Closed effjot closed 2 years ago
Ok for me.
@mdouchin What do you think about the cost of this view ? It should be alright.
If the query would be too expensive, could including these fields be set as a configuration option?
Maybe yes.
The locator makes the query for every characters written in the search text. So it's a lot of queries. Building the flat table for each requests might not be the best if you have a few simultaneous users and more "dataset" rows (with contacts and links).
Are you using it in production ? Can you monitor the execution time of this query on your instance ? How many dataset features do you have in your table ?
CC @mdouchin @drillinP
The function export_datasets_as_flat_table
uses the view v_export_table
, which is not very heavy IMHO. Since the dataset table will be of reasonable size for the average database, we can try it, and we could see how it reacts IRL.

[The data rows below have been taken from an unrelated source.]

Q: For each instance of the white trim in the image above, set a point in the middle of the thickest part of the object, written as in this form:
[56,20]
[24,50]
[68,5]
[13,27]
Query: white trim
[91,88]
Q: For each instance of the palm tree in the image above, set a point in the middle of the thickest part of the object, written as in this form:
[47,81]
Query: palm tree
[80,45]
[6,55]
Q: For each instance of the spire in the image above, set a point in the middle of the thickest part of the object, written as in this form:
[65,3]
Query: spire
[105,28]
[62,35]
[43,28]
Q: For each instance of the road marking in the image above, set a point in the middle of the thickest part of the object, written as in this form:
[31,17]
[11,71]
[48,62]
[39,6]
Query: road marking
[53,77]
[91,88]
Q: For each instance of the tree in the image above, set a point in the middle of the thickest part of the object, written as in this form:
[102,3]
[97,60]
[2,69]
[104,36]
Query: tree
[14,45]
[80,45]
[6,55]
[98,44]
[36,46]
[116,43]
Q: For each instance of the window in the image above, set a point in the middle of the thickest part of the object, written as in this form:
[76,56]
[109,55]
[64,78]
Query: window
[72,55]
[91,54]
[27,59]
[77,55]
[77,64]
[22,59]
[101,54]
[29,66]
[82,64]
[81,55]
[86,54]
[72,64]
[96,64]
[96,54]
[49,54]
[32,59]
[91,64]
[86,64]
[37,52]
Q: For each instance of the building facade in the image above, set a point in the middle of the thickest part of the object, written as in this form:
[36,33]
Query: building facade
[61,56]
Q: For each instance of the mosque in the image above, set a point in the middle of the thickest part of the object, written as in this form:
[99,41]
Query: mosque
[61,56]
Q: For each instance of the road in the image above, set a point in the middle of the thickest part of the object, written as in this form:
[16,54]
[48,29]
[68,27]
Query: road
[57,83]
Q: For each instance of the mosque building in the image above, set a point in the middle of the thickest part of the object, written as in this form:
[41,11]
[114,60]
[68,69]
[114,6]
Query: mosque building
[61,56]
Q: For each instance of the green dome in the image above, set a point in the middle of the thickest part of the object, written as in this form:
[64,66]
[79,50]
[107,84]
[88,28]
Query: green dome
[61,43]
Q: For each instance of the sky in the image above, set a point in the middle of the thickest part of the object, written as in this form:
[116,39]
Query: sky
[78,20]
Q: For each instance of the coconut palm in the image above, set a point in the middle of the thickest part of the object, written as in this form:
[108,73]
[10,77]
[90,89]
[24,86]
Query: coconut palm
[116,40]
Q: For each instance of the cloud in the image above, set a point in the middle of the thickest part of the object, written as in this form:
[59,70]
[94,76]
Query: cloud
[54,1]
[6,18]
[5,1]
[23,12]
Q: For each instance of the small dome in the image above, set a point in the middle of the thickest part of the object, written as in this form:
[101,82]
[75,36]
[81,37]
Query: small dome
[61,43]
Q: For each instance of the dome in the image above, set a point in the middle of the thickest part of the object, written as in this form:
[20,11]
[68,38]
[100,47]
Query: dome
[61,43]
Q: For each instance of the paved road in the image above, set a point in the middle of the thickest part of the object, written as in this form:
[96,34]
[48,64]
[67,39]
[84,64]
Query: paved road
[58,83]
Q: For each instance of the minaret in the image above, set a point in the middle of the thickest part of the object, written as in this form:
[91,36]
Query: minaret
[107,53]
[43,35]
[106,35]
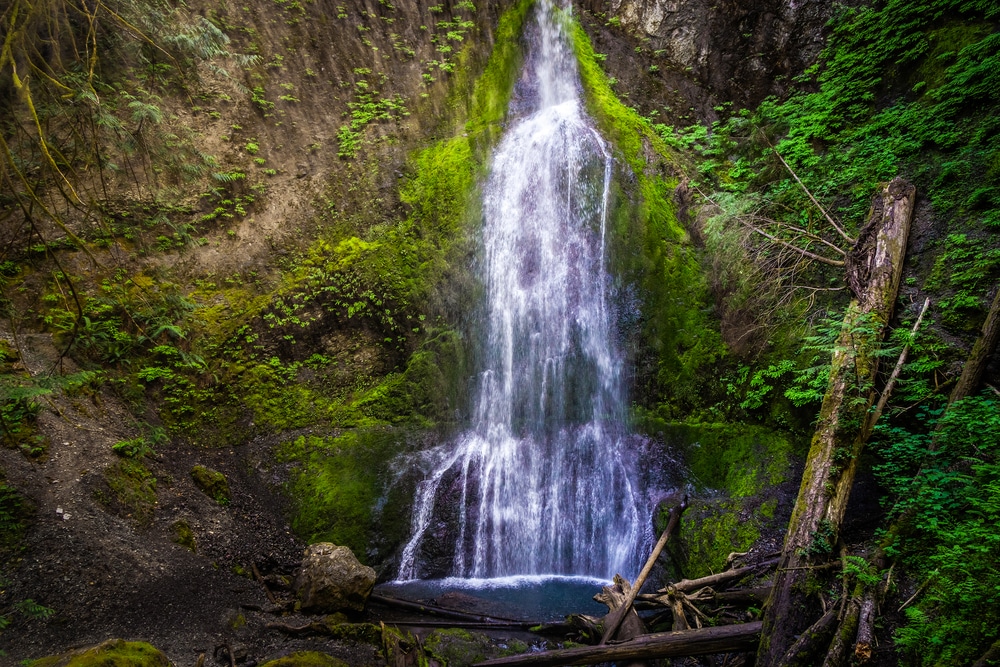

Please answer @Gustry questions above about the size of the dataset table and if you can run a EXPLAIN ANALYSE
on the query ?
Thanks for your input! I didn’t quite realise that a search is done for every character typed.
I don’t have a production environment yet, but am preparing our switch to QGIS + PostgreSQL (we’re a team of about 15 gis users). At the moment, our test database isn’t very big. I can try to fill the DB with more data and do several parallel searches to get a feeling for how it reacts.
At the moment, I’m testing with two DBs (around 20 and around 5 datasets; I’m at home now, so I can’t tell the exact number). Tomorrow I’ll run the explain analyse
.
Thanks for your input! I didn’t quite realise that a search is done for every character typed.
Yes, the locator makes the SQL query to the database to fetch results.
It's possible to make a time delay in the locator with QGIS 3.18 : https://qgis.org/api/classQgsLocatorFilter.html#a5f17ae8096cab7a6a4e134d9edf46074
I now have 50 rows in the dataset
table. This is the explain analyse output:
geodaten=> explain analyse SELECT concat(d.title, ' (', d.table_name, '.', d.schema_name, ')') AS displayString, d.schema_name, d.table_name, d.geometry_type, title FROM pgmetadata.dataset d INNER JOIN pgmetadata.v_valid_dataset v ON concat(v.table_name, '.', v.schema_name) = concat(d.table_name, '.', d.schema_name) WHERE concat(d.title, ' ', d.abstract, ' ', d.table_name, ' ', d.categories, ' ', d.keywords, ' ', d.themes) ILIKE '%Nitrat%' LIMIT 100;
QUERY PLAN
----------------------------------------------------------------------------------------------------------------------------------------------
Limit (cost=64.03..78.87 rows=1 width=125) (actual time=0.737..2.885 rows=5 loops=1)
-> Nested Loop (cost=64.03..78.87 rows=1 width=125) (actual time=0.737..2.883 rows=5 loops=1)
Join Filter: (concat(d.table_name, '.', d.schema_name) = concat(d_1.table_name, '.', d_1.schema_name))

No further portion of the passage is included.